A company wants to know how its advertising budget and social media engagement impact sales. They want to know if increasing the budget for online ads will result in increased sales.

Solution:

By using linear regression, the company can model the relationship between advertising budget, social media engagement, and sales. This helps the company understand the return on investment (ROI) from their marketing activities.

Sample Code (Python)

# Sample data
data = {
    'Ad Budget ($)': [1000, 2000, 3000, 4000, 5000],
    'Social Media Engagement': [150, 200, 250, 300, 350],
    'Sales ($)': [12000, 15000, 18000, 22000, 25000]
}

# Create a DataFrame
df = pd.DataFrame(data)

# Define independent variables (Ad Budget and Social Media Engagement)
X = df[['Ad Budget ($)', 'Social Media Engagement']]
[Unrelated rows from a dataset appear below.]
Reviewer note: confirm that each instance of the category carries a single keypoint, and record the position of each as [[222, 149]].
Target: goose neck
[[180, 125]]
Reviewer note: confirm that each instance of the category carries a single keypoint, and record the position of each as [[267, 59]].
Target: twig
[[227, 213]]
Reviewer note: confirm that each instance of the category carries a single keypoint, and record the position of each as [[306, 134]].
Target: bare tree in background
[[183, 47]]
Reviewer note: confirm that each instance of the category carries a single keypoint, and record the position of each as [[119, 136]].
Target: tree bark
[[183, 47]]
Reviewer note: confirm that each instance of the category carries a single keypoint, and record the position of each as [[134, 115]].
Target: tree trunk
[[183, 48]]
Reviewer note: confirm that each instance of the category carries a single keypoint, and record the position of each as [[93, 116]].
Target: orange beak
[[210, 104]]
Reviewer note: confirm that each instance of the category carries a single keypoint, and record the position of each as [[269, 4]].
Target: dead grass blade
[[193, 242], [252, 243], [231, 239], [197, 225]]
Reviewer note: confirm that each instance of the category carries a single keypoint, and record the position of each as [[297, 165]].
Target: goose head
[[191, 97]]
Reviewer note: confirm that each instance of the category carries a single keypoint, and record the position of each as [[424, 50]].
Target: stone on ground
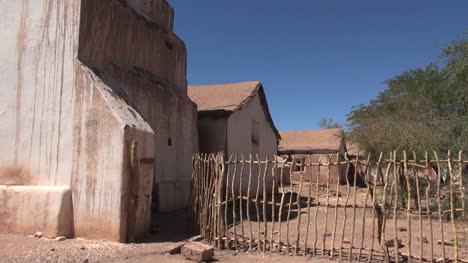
[[173, 249], [197, 251]]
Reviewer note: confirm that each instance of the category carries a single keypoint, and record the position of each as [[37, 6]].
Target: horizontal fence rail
[[389, 208]]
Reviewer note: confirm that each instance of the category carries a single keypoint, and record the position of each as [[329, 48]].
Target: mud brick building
[[96, 125]]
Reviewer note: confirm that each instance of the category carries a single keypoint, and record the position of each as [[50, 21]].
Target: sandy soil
[[20, 248], [323, 229]]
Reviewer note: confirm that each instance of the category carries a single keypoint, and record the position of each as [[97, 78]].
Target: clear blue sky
[[316, 58]]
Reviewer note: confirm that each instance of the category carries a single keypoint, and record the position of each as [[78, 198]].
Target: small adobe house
[[96, 125], [311, 146], [235, 119]]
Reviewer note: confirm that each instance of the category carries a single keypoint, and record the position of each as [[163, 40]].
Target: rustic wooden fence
[[406, 209]]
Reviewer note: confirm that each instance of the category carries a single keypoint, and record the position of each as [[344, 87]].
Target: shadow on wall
[[15, 175]]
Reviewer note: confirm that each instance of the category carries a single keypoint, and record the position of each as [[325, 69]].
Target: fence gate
[[390, 208]]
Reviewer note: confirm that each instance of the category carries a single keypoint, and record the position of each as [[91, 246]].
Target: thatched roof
[[354, 149], [318, 141], [223, 100]]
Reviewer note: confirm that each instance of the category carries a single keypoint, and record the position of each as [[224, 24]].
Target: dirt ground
[[318, 224], [20, 248]]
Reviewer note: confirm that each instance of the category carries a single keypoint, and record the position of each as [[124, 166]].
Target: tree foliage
[[421, 109]]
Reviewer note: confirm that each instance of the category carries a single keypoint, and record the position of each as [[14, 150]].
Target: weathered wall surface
[[106, 126], [239, 140], [240, 130], [212, 134], [37, 69], [154, 80], [27, 209], [63, 125], [312, 173], [160, 11]]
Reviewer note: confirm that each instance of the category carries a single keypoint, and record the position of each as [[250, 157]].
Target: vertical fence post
[[395, 209], [408, 208], [452, 205], [428, 205], [441, 213], [348, 189], [219, 193]]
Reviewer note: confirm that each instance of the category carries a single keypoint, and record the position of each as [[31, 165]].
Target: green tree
[[421, 109]]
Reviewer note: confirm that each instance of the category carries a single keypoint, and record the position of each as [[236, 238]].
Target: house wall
[[239, 141], [312, 173], [212, 134], [154, 79], [66, 125]]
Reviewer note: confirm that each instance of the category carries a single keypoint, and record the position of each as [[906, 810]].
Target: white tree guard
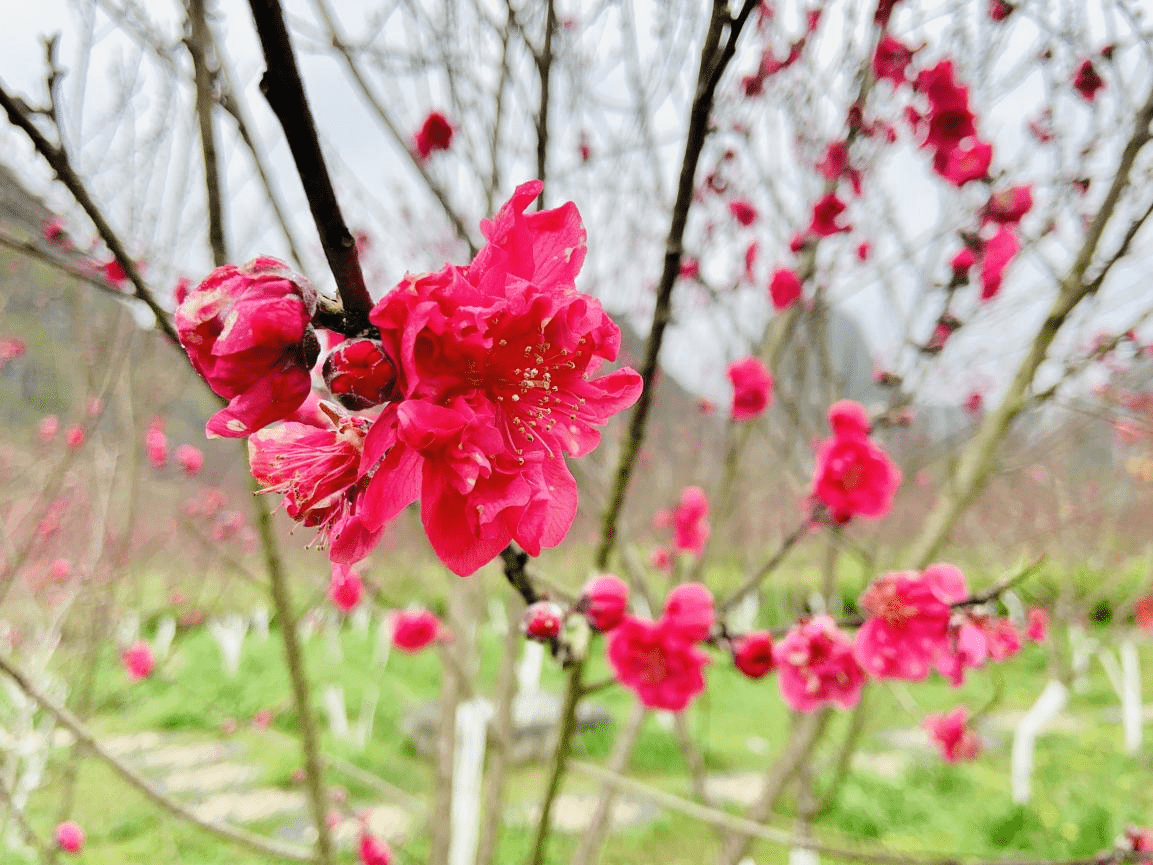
[[228, 633], [528, 670], [1048, 706], [467, 773]]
# Define dependent variable (Sales)
y = df['Sales ($)']

# Create the linear regression model
model = LinearRegression()
model.fit(X, y)

# Predicting sales based on new data
predicted_sales = model.predict([[3500, 320]])  # Predict sales for $3500 ad budget and 320 social media engagements

print(f"Predicted Sales: ${predicted_sales[0]:,.2f}")

Interpretation:

  • The model predicts sales based on the advertising budget and social media engagement.
  • The coefficients will show how much the sales are expected to increase with each additional dollar spent on advertising or each additional unit of engagement.

Case Study 4: Healthcare: Predicting Patient Recovery Time

Industry: Healthcare

In healthcare, linear regression is often used to predict patient outcomes based on various clinical factors. One example is predicting recovery time for patients after surgery based on factors like age, pre-existing conditions, and type of surgery.

Problem:

A hospital wants to predict how long it will take for a patient to recover after surgery. The hospital has data on patients' age, the type of surgery they had, and other medical factors.

Solution:

Using linear regression, the hospital can build a predictive model that estimates recovery time, helping to plan patient care and hospital resources.

Sample Code (Python)

# Sample data
data = {
    'Age (years)': [25, 40, 60, 30, 50],
    'Surgery Type': [1, 2, 2, 1, 3],  # 1=Minor, 2=Moderate, 3=Major
    'Recovery Time (days)': [7, 14, 30, 10, 25]
}

# Create a DataFrame
df = pd.DataFrame(data)

# Define independent variables (Age and Surgery Type)
X = df[['Age (years)', 'Surgery Type']]

# Define dependent variable (Recovery Time)
y = df['Recovery Time (days)']

# Create the linear regression model
model = LinearRegression()
model.fit(X, y)

# Predicting recovery time based on new data
predicted_recovery = model.predict([[35, 2]])  # Predict recovery time for 35 years old, Moderate surgery

print(f"Predicted Recovery Time: {predicted_recovery[0]:,.2f} days")

Interpretation:

  • The model predicts recovery time based on age and surgery type.
  • The coefficients for each variable show how they influence the recovery time.